A Personal Islam

Play: The Undertaker
Playwright: Loy Saldanha
Director: Preetam Koilpillai
Player: Abhishek Majumdar 

My former boss, MJ Akbar, editor-in-chief of the Asian Age, apart from being a prodigious scholar on Kashmir in particular and the rise of Islamic fundamentalism in general, is prone to quoting Urdu couplets at gatherings both formal and informal. In my limited interactions with him during my days as a reporter at the Asian Age, I’ve heard him quote the poet Mirza Ghalib at an editorial meeting held a day after our offices were ransacked by an enraged mob and much later, a few lines by Jahangir at a party held just after his book, Kashmir: Behind The Vale, was released. Those last lines in Pharsee, were Agar Firdaus bar ru-e zamin hast. Hami asto. Hami asto. Hami ast. The emperor Jahangir reportedly spoke those words when he first saw Kashmir. Exclaiming: ‘If there were Paradise on earth. It is here. It is here. It is here.’ Akbar used those lines as a forceful preamble to his description of what has become of Kashmir since the emperor first uttered the words.

Many years after that party, I heard those lines again; on stage at the Alliance Francaise in Bangalore last week. A dark, crouched figure, couched in loose, dirty garb spoke them, and this time, they seemed as a means to blaspheme Jahangir’s sacred memory of Kashmir. However, Abhishek Majumdar, who spoke those lines, and who plays The Undertaker in Loy Saldanha’s play of the same name, used the irony to predicate a deep personal betrayal rather than proclaim a political statement about the state of affairs in Kashmir or, consequently the state of Muslims in the troubled valley.

The Undertaker, who, in a period of less than an hour, lays bare his childhood, his youth and the turmoil that  has shaped and defined his adult life, uses poetry often, and often to good effect, to construct for the audience, what he sees as a life of betrayal – betrayal by his father, by his mother, his friends, his lovers, and in a sense, by the religion he has so devoutly practiced.

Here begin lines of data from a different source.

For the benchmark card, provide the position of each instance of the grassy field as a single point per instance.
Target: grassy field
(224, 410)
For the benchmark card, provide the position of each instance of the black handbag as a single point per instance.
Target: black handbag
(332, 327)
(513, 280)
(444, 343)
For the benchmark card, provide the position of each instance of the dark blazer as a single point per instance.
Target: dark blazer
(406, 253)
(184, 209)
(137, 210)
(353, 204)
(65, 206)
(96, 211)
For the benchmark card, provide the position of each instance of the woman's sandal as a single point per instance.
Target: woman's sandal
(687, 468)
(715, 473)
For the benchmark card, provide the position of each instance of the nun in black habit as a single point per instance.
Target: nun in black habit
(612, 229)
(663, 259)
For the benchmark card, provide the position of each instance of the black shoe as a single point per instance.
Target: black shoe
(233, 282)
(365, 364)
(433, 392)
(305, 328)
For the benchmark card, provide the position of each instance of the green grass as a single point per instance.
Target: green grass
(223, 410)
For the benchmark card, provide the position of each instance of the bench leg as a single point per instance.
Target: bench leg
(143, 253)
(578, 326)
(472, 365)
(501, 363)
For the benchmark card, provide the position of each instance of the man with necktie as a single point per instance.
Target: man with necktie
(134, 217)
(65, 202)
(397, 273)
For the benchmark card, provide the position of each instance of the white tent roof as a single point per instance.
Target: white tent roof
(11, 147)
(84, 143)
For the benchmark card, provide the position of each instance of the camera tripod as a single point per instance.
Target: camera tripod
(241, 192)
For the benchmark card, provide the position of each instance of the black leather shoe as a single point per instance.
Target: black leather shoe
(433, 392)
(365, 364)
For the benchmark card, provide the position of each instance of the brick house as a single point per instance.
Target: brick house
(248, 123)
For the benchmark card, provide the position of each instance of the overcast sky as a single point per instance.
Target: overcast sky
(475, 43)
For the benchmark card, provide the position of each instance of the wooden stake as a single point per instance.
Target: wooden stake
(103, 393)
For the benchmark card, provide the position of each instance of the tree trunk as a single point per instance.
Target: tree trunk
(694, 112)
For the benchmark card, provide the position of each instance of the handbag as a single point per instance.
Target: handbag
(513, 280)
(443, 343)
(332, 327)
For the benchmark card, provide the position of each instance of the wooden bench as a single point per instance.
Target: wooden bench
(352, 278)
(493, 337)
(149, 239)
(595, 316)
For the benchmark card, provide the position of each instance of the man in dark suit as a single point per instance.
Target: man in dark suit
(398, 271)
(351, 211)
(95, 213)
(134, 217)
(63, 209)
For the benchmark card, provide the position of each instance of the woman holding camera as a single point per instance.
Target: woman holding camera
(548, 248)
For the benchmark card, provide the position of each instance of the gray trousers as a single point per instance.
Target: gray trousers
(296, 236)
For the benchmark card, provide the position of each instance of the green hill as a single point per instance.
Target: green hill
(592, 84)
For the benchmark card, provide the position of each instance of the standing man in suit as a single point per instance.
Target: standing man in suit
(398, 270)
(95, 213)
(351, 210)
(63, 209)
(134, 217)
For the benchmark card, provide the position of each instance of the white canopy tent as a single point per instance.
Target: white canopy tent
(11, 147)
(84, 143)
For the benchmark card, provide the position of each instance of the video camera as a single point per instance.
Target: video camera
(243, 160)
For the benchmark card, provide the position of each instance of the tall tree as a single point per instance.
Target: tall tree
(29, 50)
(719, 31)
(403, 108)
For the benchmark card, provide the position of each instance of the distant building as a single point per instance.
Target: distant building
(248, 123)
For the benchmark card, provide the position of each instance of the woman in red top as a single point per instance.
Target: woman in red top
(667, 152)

The script, which, according to the director Preetam Koilpillai, differs significantly from the original, exacts an almost free-form performance from the actor. Though it has loneliness, dementia, impotence and rage as the ingredients that shape the central (and only performing) character on stage, it doesn’t really abide by a structure of a beginning, middle and end. Majumdar, who is both intense and arresting, switches back and forth between his childhood and the present while narrating his life as a man who has taken on the profession of burying the dead. During this narrative, he questions his father’s motives as a man charged with raising him as a boy, his German lover who seems to consume his already weakened personality, the corpse in the mortuary, and ultimately, in the final compelling moments of the performance, his God. He ends his performance with Urdu poetry, words that are his own: ‘Malik musafir se pooch raha, kuch hairan se nazar aate ho. Guzarte hue shahron se kuch pareshaan se nazar aate ho. Musafir malik se pooch raha, kyun bezaar ho maula. Yahaan se duniya dekho Allah. Har malik mamooli hai.’ (‘The Maker asks the traveller, you appear surprised by what you see while passing through these cities. The traveller asks the Maker, why do you appear disappointed with yourself. Look at the world from here. Where every God is ordinary’).